Portbase uses the Port Community System to provide a platform for all parties to exchange information relating to the logistics chain via Rotterdam – simply and efficiently. The parties can use Portbase’s services and share information with each other to gain real-time insight into a container’s current status within the chain.
Collaboration between sector players has resulted in the bundling of container volumes in the hinterland and in the port. New agreements with deep-sea terminals regarding call times (fixed windows) and call sizes can further improve the reliability of the container shipping product. Terminals are offering fixed windows, on certain conditions, to support bundling initiatives by means of guaranteed handling times.
In the hinterland
The Port of Rotterdam Authority supports initiatives that allow barge operators to work together and bundle container shipments destined for the port’s hinterland. The barge operators rely on hubs to bundle the containers and have committed to maintaining fixed connections with one or more deep-sea terminals via scheduled services. Examples include the North West Central Corridor, the West Brabant Corridor, the Ruhr Express and the Limburg Express
Bundling in the port
Containers are bundled at Maasvlakte, Waal-Eemhaven and Alblasserdam and directly transported by inland vessel from and to the deep-sea terminals according to a fixed schedule.
Parties in the port are exploring the possible use of overflow hubs to utilise capacity more efficiently, absorb peaks more effectively, spread volumes and respond to changes in the chain without time restrictions. These overflow hubs can be both virtual and physical. In addition, researchers are looking into the possible use of push-barges.
The port of Rotterdam continues to pay attention to its extensive network of intermodal transport connections (rail, inland shipping, road and pipelines) with the hinterland.
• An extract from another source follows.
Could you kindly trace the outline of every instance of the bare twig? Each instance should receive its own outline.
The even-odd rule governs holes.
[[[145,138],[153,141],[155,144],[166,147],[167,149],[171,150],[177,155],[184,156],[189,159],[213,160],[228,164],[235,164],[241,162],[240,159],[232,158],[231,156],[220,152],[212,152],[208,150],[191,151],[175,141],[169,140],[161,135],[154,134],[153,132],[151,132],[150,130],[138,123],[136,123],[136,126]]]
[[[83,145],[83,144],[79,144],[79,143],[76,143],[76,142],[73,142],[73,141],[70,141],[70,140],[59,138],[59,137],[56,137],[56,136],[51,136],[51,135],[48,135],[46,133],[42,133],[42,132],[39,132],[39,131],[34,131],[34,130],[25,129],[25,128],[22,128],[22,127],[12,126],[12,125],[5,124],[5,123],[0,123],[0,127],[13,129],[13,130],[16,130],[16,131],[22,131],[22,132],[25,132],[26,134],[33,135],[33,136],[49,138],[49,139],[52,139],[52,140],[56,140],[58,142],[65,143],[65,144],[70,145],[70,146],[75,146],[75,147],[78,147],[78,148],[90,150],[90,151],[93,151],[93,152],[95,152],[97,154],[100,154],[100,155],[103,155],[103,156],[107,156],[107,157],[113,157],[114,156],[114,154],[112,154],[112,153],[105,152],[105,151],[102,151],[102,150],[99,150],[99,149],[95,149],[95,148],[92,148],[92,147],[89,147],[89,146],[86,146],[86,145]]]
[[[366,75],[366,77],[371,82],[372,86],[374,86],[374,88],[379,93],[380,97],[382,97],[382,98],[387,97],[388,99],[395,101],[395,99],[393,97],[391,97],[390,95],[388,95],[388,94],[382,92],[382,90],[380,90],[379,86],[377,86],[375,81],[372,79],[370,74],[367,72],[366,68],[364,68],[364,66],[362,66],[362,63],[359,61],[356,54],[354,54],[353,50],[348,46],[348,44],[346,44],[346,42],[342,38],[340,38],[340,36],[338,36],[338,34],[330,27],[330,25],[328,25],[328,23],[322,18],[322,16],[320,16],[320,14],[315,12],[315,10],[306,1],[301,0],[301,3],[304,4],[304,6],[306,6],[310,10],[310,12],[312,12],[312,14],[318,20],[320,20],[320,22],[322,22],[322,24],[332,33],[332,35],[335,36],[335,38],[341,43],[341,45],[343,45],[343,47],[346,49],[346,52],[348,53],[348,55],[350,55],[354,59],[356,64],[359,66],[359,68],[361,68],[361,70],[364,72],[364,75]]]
The capacity of this network is structurally expanded through programmes like the widening of the A15 motorway, the Breeddiep waterway, Botlekbrug, the Theemsweg route and the Port Railway Line.
The Port of Rotterdam Authority is actively involved in the Cargo Transport Corridors Programme, in which the Ministry of Infrastructure and Water Management, Topsector Logistiek and the Provinces of Gelderland, Limburg, Noord-Brabant and Zuid-Holland are working together to improve the ‘Topcorridors’ transport infrastructure.
Measuring performance in the chain
The development of a KPI Dashboard enables the uniform definition and monitoring of results throughout the chain for all interested parties. We have developed a dedicated Barge Performance Monitor for inland vessels carrying containers to and from the port of Rotterdam.